# nvidia 6200 ???



## PainKiller (Jul 29, 2005)

is nvidia 6200 comes in agp or just pcie?? i have intel d845bg mobo, will this mobo supports this card. oh yes...whats da price of this card in delhi?? any other card which can compete with this card in da same price range?? any response is highly appreciated...

thanx in advance :


----------



## akshayt (Jul 29, 2005)

6200(take non-pc) shd come in agp for 5-6k
>4
maybe
consider 6600 for abt 7k to higher
take 128bit memory interface with 128mb/256mb vram 
don't take 64bit memory interface

consider 6600gt,x800xl,6800gt
anything lower than that won't be that good overall
tell your requirement


----------



## deathvirus_me (Jul 29, 2005)

u'll get a 6200 agp ver ... but considering the upcoming games .. dont get anything less than a 6600 if u really want to play those at good settings ....


----------



## akshayt (Jul 29, 2005)

6600gt is way better than 6600 maybe


----------



## PainKiller (Jul 29, 2005)

thnx 4 da replies.........i never thought i would get response wid in a day. i wanted 2 know where my mobo (intel d845bg) will support 6200 agp. since i have samtron 55v monitor (max 1024x786) i dont thing i can play games higher than this resolution. so, wad du u think....6200 is my best choice?? i wanted 2 buy 256mb/128bit card..what will b da price..n which shop in delhi.

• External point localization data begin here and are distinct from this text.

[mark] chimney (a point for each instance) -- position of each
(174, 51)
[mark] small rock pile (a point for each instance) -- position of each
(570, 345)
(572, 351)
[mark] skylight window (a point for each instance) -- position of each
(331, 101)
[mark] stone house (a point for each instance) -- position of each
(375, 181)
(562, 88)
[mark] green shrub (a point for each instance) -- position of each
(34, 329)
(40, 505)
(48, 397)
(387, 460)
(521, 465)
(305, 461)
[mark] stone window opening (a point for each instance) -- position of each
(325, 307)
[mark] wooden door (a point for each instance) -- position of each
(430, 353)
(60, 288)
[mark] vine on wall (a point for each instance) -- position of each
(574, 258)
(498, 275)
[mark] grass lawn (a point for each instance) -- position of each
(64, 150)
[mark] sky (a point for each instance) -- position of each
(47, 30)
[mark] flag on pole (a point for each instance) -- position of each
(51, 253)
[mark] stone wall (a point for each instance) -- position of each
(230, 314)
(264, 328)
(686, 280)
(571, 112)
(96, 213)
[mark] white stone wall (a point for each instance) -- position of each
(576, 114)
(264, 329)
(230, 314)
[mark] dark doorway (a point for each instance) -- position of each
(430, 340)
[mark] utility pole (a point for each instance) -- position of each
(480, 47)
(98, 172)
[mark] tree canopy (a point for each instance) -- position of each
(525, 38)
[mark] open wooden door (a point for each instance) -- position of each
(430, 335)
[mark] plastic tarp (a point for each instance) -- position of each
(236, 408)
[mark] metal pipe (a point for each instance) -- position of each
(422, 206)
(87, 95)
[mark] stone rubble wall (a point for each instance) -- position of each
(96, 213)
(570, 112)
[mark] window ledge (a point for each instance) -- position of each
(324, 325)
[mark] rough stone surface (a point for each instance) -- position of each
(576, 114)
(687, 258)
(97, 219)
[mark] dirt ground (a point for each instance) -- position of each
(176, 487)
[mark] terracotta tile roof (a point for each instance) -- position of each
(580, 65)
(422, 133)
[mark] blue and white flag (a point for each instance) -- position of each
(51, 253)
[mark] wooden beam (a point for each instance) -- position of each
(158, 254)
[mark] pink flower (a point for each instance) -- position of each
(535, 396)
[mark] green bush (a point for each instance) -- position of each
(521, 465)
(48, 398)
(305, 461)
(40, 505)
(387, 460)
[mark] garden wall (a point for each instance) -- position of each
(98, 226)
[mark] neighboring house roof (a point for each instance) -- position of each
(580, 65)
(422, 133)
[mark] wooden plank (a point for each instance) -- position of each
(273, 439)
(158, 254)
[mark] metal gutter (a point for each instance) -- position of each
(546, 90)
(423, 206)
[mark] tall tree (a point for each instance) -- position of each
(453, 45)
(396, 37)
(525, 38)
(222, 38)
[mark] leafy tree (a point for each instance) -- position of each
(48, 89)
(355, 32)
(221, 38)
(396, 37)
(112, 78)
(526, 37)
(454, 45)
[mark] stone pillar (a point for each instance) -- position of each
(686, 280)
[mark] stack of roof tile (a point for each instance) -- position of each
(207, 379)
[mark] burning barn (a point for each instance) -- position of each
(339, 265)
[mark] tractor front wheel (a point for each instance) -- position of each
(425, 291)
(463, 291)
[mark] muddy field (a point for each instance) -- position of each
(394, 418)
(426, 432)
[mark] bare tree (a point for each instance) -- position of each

thanx in advance once again!!


----------



## PainKiller (Jul 29, 2005)

i think 6600 comes at 11k...whats way 2 expensive 4 me...i wanted 2 play gta sa/nfsu2/gt4 at 1024x786 wid medium setting....what du u think...is 6200 perfect 4 me


----------



## akshayt (Jul 29, 2005)

6600gt agp 128mb comes >9k, abt 10k 

also, it shd be beter than 6600 256mb

what is your speed


----------



## Mahesh Babu (Jul 29, 2005)

MSI Geforce 6200 AGP - Rs 5500 
MSI Geforce 6600 AGP - Rs 7000
BIG Geforce 6600GT AGP - Rs 10000

Get the 6200 model it has support for all the latest games and pixel shader 3.0.The AGP version has 128bit interface but once again check for it before buying.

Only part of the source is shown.